The Company’s capital position also continues to grow stronger, increasing $1,132,000 to $45,341,000 during the first quarter of 2003 after payment of dividends totaling $0.05 per share, or $220,000.  Options being exercised contributed $778,000 worth of capital while the stock repurchase program accounted for 69,572 shares being repurchased and retired which reduced capital by $1,175,000.  These share repurchases represent approximately 1.6% of the previously outstanding shares.

 

First Community Financial Group, Inc., through its wholly owned subsidiary, First Community Bank of Washington, has 21 offices in four western Washington counties and offers a full spectrum of financial services including commercial, construction, residential and consumer lending, deposit products and other banking services. The bank provides a broad range of investment services through its subsidiary FCB Financial Services, Inc.
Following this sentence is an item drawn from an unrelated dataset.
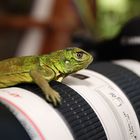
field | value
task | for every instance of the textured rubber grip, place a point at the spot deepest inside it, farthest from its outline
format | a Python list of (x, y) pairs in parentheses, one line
[(127, 80), (80, 117)]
Further information about the bank may be found on the Internet at www.fcbonline.com.

 

Condensed Statements of Condition
Condensed Statements of Operations

 

Note Regarding Forward-Looking Information
This news release may contain statements that are not historical in nature, including the discussions of the adequacy of the Company's capital resources and allowance for credit losses, are forward-looking statements within the meaning of the Private Securities Litigation Reform Act of 1995 (“PLSRA”).  Forward-looking statements are subject to the risks and uncertainties that may cause actual future results to differ materially.  Readers are cautioned not to place undue reliance on these forward-looking statements, which speak only as of the date of this news release.  FCFG does not undertake any obligation to publicly release any revisions to forward-looking statements contained in this release, with respect to events or circumstances after the date of this release, or to reflect the occurrence of unanticipated events.  Such risks and uncertainties with respect to the Company include those related to the economic environment, particularly in the region in which the Company operates, competitive products and pricing, fiscal and monetary policies of the federal government, changes in government regulations affecting financial institutions, including regulatory fees and capital requirements, changes in prevailing interest rates, acquisitions and the integration of acquired businesses, credit risk management and asset/liability management, the financial and securities markets, and the availability of and costs associated with sources of liquidity.